Thursday, May 5, 2022

Enslaved & In Service I: Colonial New York

If you're just joining us, consider going to the Introduction for Enslaved & In Service: here! Missed our last post? Find "A New Beginning" here.

"Anyone who calls themselves an explorer is an invader to someone else - someone is always paying for the gilding"
Alice Proctor
The Whole Picture 

A slave auction in Dutch New York.
"Slave Auction, 1655" Howard Pyle, 1895.

Sojourner Truth - a contemporary
to Staatsburgh - has introduced slavery
in the Hudson Valley to generations
of Americans.

            Slavery in the Hudson Valley has been an overshadowed aspect of our local history. To better understand Staatsburgh founder Morgan Lewis’ connection to enslavement, it is important to start with how central slavery was to New Yorkers for generations. The entire system of Northern enslavement, from the international slave trade to the local manor houses, operated in parallel with American slavery elsewhere.
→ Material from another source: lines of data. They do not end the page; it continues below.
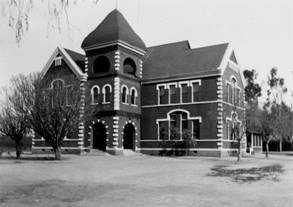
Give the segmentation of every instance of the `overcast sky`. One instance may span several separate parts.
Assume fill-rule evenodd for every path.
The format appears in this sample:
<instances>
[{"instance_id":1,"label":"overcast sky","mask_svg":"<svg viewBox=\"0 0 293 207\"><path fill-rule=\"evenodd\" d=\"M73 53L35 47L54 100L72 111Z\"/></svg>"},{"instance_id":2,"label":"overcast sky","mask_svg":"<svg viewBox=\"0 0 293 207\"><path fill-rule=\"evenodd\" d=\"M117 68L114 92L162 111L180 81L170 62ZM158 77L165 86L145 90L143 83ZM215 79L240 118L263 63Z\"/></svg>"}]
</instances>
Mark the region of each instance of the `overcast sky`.
<instances>
[{"instance_id":1,"label":"overcast sky","mask_svg":"<svg viewBox=\"0 0 293 207\"><path fill-rule=\"evenodd\" d=\"M83 38L115 8L116 0L77 0L61 33L48 31L47 4L34 1L30 29L19 47L0 17L0 85L17 73L41 71L61 45L82 52ZM264 84L269 70L293 90L292 0L119 0L118 9L147 46L189 40L193 48L232 43L242 68L255 69Z\"/></svg>"}]
</instances>

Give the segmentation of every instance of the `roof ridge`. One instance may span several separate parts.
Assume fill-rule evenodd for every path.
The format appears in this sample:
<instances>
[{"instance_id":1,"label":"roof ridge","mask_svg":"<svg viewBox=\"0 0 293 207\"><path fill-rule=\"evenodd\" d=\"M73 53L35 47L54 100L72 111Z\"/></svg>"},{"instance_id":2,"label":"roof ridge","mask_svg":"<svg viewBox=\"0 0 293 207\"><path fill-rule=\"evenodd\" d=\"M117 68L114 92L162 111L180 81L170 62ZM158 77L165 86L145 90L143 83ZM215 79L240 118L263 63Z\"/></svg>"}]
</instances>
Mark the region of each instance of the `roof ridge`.
<instances>
[{"instance_id":1,"label":"roof ridge","mask_svg":"<svg viewBox=\"0 0 293 207\"><path fill-rule=\"evenodd\" d=\"M208 47L217 47L220 45L229 45L229 42L225 42L225 43L219 43L219 44L215 44L215 45L207 45L207 46L202 46L202 47L195 47L195 48L190 48L190 50L197 50L197 49L204 49L204 48L208 48Z\"/></svg>"},{"instance_id":2,"label":"roof ridge","mask_svg":"<svg viewBox=\"0 0 293 207\"><path fill-rule=\"evenodd\" d=\"M160 44L160 45L153 45L153 46L148 47L148 49L151 49L151 48L154 48L154 47L166 46L166 45L174 45L174 44L179 44L179 43L184 43L184 42L187 42L187 44L188 44L188 46L190 48L190 44L189 44L188 40L181 40L181 41L177 41L177 42L169 42L169 43L163 43L163 44Z\"/></svg>"}]
</instances>

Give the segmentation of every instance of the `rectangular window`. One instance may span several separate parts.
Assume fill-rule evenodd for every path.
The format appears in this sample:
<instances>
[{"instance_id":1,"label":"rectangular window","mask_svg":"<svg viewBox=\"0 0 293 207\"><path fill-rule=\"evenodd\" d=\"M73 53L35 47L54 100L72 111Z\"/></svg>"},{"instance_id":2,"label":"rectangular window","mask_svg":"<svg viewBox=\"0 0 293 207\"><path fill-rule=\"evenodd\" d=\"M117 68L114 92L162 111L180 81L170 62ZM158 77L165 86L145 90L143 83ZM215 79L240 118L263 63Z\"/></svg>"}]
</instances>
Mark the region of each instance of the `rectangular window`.
<instances>
[{"instance_id":1,"label":"rectangular window","mask_svg":"<svg viewBox=\"0 0 293 207\"><path fill-rule=\"evenodd\" d=\"M159 122L159 140L168 140L169 138L169 130L168 130L168 121L160 121Z\"/></svg>"},{"instance_id":2,"label":"rectangular window","mask_svg":"<svg viewBox=\"0 0 293 207\"><path fill-rule=\"evenodd\" d=\"M230 121L227 120L227 138L231 139Z\"/></svg>"},{"instance_id":3,"label":"rectangular window","mask_svg":"<svg viewBox=\"0 0 293 207\"><path fill-rule=\"evenodd\" d=\"M181 85L181 100L182 103L188 103L190 100L188 100L188 85L187 84L182 84Z\"/></svg>"},{"instance_id":4,"label":"rectangular window","mask_svg":"<svg viewBox=\"0 0 293 207\"><path fill-rule=\"evenodd\" d=\"M193 102L199 101L199 83L192 83Z\"/></svg>"},{"instance_id":5,"label":"rectangular window","mask_svg":"<svg viewBox=\"0 0 293 207\"><path fill-rule=\"evenodd\" d=\"M228 85L228 89L229 89L229 103L233 103L233 92L234 92L234 90L233 90L233 87L229 84Z\"/></svg>"},{"instance_id":6,"label":"rectangular window","mask_svg":"<svg viewBox=\"0 0 293 207\"><path fill-rule=\"evenodd\" d=\"M180 114L170 114L170 139L180 139Z\"/></svg>"},{"instance_id":7,"label":"rectangular window","mask_svg":"<svg viewBox=\"0 0 293 207\"><path fill-rule=\"evenodd\" d=\"M188 119L187 119L187 114L181 114L181 123L182 123L182 131L188 129Z\"/></svg>"},{"instance_id":8,"label":"rectangular window","mask_svg":"<svg viewBox=\"0 0 293 207\"><path fill-rule=\"evenodd\" d=\"M199 120L192 121L192 137L194 139L200 139L200 123Z\"/></svg>"},{"instance_id":9,"label":"rectangular window","mask_svg":"<svg viewBox=\"0 0 293 207\"><path fill-rule=\"evenodd\" d=\"M170 85L170 103L176 103L176 87Z\"/></svg>"},{"instance_id":10,"label":"rectangular window","mask_svg":"<svg viewBox=\"0 0 293 207\"><path fill-rule=\"evenodd\" d=\"M165 86L159 86L159 104L166 104L166 89Z\"/></svg>"},{"instance_id":11,"label":"rectangular window","mask_svg":"<svg viewBox=\"0 0 293 207\"><path fill-rule=\"evenodd\" d=\"M62 57L56 57L54 62L55 62L55 66L60 66L62 62Z\"/></svg>"}]
</instances>

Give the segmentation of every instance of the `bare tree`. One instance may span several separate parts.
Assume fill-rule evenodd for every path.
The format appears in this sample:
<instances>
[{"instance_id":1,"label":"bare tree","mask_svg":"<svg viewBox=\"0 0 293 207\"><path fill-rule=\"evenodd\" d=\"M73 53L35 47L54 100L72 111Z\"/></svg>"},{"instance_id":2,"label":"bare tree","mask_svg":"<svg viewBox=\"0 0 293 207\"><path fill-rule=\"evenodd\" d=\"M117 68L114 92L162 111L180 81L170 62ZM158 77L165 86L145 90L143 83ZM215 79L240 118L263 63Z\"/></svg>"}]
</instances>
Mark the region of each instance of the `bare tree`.
<instances>
[{"instance_id":1,"label":"bare tree","mask_svg":"<svg viewBox=\"0 0 293 207\"><path fill-rule=\"evenodd\" d=\"M77 4L77 0L42 0L37 1L47 9L48 31L62 30L62 20L69 25L68 8L71 4ZM97 4L98 0L92 0ZM3 0L0 2L1 16L7 18L8 26L15 32L15 40L19 44L23 35L29 30L30 16L36 4L35 0Z\"/></svg>"},{"instance_id":2,"label":"bare tree","mask_svg":"<svg viewBox=\"0 0 293 207\"><path fill-rule=\"evenodd\" d=\"M61 145L80 121L79 81L64 87L62 81L54 82L48 89L48 81L35 82L35 103L31 122L36 133L52 146L55 159L61 159Z\"/></svg>"},{"instance_id":3,"label":"bare tree","mask_svg":"<svg viewBox=\"0 0 293 207\"><path fill-rule=\"evenodd\" d=\"M0 111L0 132L10 137L15 142L16 158L20 159L22 152L22 139L29 132L29 117L24 111L16 110L17 103L21 105L16 80L22 78L22 75L15 76L10 81L10 86L3 89L4 100L1 103Z\"/></svg>"},{"instance_id":4,"label":"bare tree","mask_svg":"<svg viewBox=\"0 0 293 207\"><path fill-rule=\"evenodd\" d=\"M64 87L56 82L48 87L49 80L40 74L19 75L14 79L17 93L11 98L15 111L26 114L31 128L52 146L55 159L61 159L61 145L81 120L79 81Z\"/></svg>"}]
</instances>

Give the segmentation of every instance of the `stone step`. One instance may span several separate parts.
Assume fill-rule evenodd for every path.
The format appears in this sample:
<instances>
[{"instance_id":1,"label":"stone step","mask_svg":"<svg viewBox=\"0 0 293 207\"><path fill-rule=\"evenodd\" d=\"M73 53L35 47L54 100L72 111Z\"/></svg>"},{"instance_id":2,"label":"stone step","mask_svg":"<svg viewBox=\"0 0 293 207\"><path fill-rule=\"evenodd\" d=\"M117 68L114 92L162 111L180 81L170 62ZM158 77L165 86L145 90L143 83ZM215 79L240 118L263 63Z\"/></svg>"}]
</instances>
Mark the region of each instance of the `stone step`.
<instances>
[{"instance_id":1,"label":"stone step","mask_svg":"<svg viewBox=\"0 0 293 207\"><path fill-rule=\"evenodd\" d=\"M90 152L88 152L86 155L89 155L89 156L108 156L110 154L107 152L104 152L102 150L91 149Z\"/></svg>"}]
</instances>

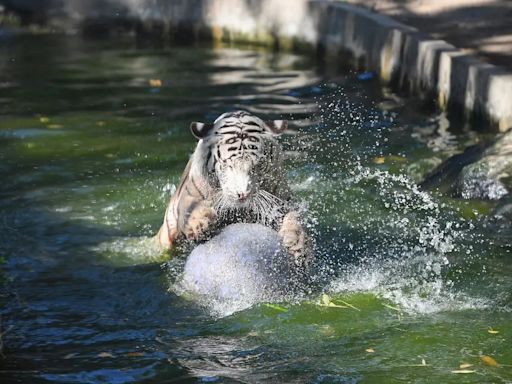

Yet our contemporary ideas of American slavery fail to acknowledge the scope of bondage in the North. The Hudson Valley offers a window into a world beyond southern plantations to underscore how ubiquitous slavery was for New York colonists and early Republic citizens.[ii] Our collective image of slavery must include people of African descent enslaved in northern states, such as Sojourner Truth and countless others, and not just southern plantations.